Saturday, 21 February 2015


Equality. It started as a dream. A dream voiced by one man as he led the oppressed masses in rising against the powers that held them down. That man was Dr Martin Luther King Jr., and today's film tells some of his story. This is Selma.

King (David Oyelowo), King's dream is being held back by voting laws in Southern USA. President Johnson (Tom Wilkinson) is reluctant to take immediate action and Gov. George Wallace (Tim Roth) has riddled the voting system with all sorts of hoops for the black community to jump through if they want to cast a ballot. For King, this does not stand. With James Bevel (Common) and Hosea Williams (Wendell Pierce) he begins to plan marches from Selma to Montgomery to protest. But with the FBI watching King's every move and the hostile Alabama police force doing everything they can to prevent the protesters getting what they want, simply marching between two places becomes a life or death situation.

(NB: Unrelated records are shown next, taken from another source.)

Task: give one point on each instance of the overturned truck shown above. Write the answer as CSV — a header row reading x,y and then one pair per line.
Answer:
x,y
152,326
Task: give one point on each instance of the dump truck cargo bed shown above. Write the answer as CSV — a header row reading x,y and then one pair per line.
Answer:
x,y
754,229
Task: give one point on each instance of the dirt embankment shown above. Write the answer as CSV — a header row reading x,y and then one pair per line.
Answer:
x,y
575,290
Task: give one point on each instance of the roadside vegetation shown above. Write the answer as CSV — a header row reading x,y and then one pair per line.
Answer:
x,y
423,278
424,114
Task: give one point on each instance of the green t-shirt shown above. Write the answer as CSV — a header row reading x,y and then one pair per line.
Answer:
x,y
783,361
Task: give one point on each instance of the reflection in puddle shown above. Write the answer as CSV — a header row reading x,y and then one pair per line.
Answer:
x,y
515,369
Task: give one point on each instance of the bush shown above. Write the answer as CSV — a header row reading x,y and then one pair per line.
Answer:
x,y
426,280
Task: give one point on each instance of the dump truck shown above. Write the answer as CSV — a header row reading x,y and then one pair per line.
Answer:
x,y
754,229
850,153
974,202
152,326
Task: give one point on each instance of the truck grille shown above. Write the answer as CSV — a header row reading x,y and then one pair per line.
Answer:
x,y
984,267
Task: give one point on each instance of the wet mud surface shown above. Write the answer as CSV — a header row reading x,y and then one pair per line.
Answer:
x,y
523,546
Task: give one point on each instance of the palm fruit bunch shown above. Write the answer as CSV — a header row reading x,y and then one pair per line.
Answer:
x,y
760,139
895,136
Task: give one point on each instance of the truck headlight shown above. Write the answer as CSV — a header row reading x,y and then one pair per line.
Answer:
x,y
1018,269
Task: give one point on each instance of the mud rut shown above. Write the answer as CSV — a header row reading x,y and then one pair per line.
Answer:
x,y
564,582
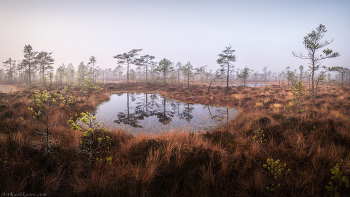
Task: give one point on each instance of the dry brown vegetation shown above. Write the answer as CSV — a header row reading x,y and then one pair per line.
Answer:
x,y
226,161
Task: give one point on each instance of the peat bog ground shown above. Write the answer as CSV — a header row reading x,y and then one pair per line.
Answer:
x,y
272,148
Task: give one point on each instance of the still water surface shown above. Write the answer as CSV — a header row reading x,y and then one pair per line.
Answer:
x,y
153,113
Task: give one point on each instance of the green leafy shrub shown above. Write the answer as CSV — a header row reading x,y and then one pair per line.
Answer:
x,y
93,143
276,171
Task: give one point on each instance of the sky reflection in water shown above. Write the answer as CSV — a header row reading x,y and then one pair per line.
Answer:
x,y
152,113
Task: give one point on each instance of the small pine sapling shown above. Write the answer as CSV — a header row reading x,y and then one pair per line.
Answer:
x,y
298,91
259,136
277,172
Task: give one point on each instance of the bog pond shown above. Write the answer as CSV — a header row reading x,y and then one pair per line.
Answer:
x,y
7,88
153,113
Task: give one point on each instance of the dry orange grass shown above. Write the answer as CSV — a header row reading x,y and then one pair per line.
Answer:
x,y
224,161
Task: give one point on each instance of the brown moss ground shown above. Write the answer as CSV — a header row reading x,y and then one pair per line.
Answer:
x,y
223,162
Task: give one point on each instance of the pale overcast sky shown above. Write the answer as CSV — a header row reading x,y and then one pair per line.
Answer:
x,y
263,33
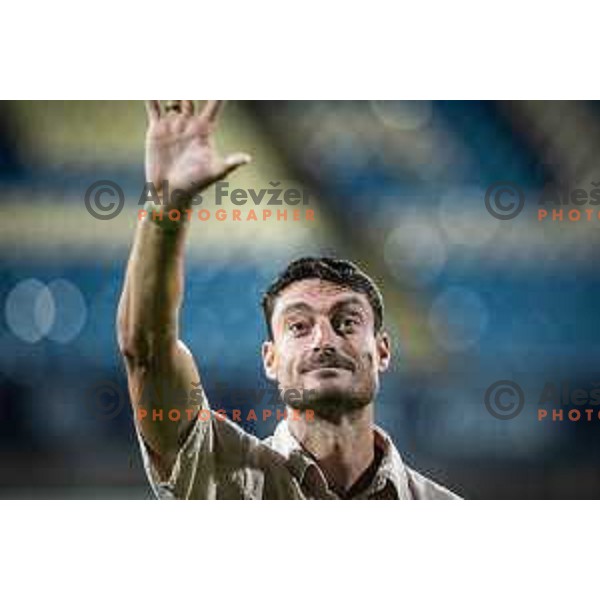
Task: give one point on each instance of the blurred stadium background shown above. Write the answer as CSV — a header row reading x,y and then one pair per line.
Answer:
x,y
398,187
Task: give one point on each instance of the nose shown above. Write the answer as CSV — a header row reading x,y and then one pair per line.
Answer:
x,y
323,336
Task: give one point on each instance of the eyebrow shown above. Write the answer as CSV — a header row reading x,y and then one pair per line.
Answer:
x,y
308,308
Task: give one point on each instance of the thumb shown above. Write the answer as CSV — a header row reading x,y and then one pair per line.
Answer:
x,y
234,161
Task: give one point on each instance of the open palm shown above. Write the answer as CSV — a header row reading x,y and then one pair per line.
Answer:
x,y
180,146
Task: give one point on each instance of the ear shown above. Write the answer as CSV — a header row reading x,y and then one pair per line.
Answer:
x,y
269,356
384,351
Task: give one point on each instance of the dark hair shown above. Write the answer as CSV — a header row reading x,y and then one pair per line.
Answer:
x,y
342,272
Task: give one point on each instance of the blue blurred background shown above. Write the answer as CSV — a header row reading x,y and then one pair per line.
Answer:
x,y
397,186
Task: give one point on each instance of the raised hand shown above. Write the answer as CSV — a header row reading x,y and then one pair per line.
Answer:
x,y
180,146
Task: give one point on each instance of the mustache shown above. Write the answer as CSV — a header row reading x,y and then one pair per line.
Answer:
x,y
327,360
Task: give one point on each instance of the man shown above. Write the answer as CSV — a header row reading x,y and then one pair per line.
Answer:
x,y
326,346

King apparently briefly dressed for work on the railroads

If there is something to be outraged about regarding Selma it is perhaps the lack of nominations for performances. Oyelowo, particularly, stood out as Martin Luther King, a voice known throughout the world, a face plastered across any equality movement. He does not just portray the doctor, he becomes him. At points, it is hard to tell if archival sound and video are used as he is so convincing in the role. Supported by a powerful ensemble, both as friends of King and as obstacles to overcome, Selma excels in representing a community. A community consumed with rage and anger, which is felt in the audience. The silence broken only by the sound of a police baton striking flesh encourages an enraged response, much like the clergy that viewed the hostility towards the peaceful protesters in 1965. We are drawn in to feel the upset of the characters on screen.

The importance of Selma today

Selma, as many successful biopics do, tells the story of a game changer. The marches portrayed pushed the president to take action, signing the voting act. Where it draws it strongest power, however, is in its continuing relevance in the United States today. Released in the year of numerous racial controversies (the Ferguson shooting, Tamir Rice's death, the chokehold that killed Eric Garner, the hashtags #icantbreathe and #blacklivesmatter), the film says, 'This is still important. We still fight these battles', a message captured brilliantly in Common and John Legend's 'Glory', a message which old white Oscar voters are offended by. Selma does more than tell a story, it holds up a mirror. Ava DuVernay has not only done justice to an important historical event, he has tapped into something topical and somewhat unnerving.

Selma is an important film. At times it moves a little slowly and drags around many scenes of King's personal life, but its set pieces are captivating, engaging, and upsetting.

Best Bit? The protesters sit, hands on their heads, knowing that the police will get violent. It is still, it is tense. It is powerful.